Pointing to the government’s political motives, Transport Minister David Elliott has declared that the opening of the north-west stage of the project is “a priority.” Speaking in May, Elliott tried to head off the obvious conclusions that could be drawn from this by adding: “I don’t want anyone to think we are cutting corners or progressing work just to get a vote out of it.”

The privately-operated Metro rail system is being expanded to include 31 metro stations and over 66 kilometres of track by 2024, with further development planned through the end of the decade. It is Australia’s largest current public transport project.

The expansion of the fully-automated system is being wielded against rail workers, who are in an 18-month enterprise bargaining dispute with the government over wages, job security and passenger safety. This was sharply expressed in late August, when Perrottet and Elliott used a press event commemorating the completion of one section of the project to threaten to tear up workers’ enterprise agreements, slashing wages and conditions, if limited industrial action on the rail network continued.

A union representative told the Guardian that the safety issues exposed were, “beyond alarming, they are an emergency.” But the reality is that the ETU and the Construction Forestry Maritime Mining and Energy Union have allowed unsafe conditions to exist on the Metro project and aided the management coverup by keeping workers on the job, suppressing any organised mobilisation in opposition to the safety violations.

The unions have carried out this role of an industrial police force, throughout the construction industry and more broadly, for decades. As well as enforcing the destruction of jobs, wages and conditions, the unions have served to shut down workers’ opposition to governments tearing down safety regulations and the role of official “safety” agencies as nothing more than a rubber stamp for big-business developers.

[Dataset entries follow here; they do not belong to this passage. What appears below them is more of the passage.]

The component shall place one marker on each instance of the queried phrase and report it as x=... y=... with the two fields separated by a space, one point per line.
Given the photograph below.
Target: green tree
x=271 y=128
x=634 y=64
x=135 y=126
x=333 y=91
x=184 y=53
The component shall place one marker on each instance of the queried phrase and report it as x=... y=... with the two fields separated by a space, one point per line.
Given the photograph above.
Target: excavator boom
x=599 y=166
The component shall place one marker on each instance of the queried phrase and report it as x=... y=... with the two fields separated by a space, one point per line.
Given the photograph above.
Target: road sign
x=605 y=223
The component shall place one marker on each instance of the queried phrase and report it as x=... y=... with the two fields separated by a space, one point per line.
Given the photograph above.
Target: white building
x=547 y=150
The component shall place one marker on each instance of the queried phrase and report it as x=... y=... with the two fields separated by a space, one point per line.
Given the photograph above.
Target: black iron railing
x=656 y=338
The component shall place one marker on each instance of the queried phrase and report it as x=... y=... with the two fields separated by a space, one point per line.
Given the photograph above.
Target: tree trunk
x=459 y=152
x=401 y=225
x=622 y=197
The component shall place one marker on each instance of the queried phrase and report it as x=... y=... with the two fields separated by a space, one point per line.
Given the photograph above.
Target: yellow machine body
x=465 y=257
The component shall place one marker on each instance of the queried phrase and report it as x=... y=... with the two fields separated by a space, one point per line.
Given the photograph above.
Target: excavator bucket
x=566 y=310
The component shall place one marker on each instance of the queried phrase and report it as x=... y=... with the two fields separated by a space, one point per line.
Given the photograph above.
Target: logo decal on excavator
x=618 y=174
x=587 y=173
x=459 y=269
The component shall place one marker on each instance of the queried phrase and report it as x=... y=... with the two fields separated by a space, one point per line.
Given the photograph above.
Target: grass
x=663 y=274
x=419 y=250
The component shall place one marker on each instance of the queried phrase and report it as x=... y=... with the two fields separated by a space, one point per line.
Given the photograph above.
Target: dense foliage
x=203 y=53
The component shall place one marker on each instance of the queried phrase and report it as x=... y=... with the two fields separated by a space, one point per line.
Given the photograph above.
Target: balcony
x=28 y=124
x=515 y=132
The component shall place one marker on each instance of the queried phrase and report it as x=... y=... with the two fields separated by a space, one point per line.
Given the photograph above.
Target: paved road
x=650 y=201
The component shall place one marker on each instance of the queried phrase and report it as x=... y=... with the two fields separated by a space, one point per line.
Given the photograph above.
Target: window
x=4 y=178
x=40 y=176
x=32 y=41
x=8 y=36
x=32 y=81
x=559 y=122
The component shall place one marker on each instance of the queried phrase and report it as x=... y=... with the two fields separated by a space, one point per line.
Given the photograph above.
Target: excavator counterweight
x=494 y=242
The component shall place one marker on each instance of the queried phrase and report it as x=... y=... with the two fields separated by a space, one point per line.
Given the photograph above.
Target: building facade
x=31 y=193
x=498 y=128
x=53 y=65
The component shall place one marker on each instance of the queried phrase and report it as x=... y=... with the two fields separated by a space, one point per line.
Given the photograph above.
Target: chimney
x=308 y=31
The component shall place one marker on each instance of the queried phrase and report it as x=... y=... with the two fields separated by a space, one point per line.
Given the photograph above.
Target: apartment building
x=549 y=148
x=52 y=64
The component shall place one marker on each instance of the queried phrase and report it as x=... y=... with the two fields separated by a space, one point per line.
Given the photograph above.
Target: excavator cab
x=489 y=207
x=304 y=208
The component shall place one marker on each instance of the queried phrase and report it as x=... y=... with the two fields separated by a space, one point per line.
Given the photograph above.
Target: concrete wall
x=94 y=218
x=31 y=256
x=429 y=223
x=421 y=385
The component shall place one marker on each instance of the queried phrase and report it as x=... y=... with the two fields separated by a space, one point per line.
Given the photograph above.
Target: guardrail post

Workplace safety cannot be entrusted to the unions or the government safety regulators, which serve to cover up the underlying cause of dangerous working conditions, the subordination of workers’ health and lives to the interests of corporate profit. The enforcement of safety standards must be in the hands of those most directly impacted—workers on the job.

The fight for workplace safety, as well as decent wages and conditions, on the Sydney Metro project and throughout industry, requires that workers establish rank-and-file committees, independent of the unions, to fight for their own interests, including their health and lives.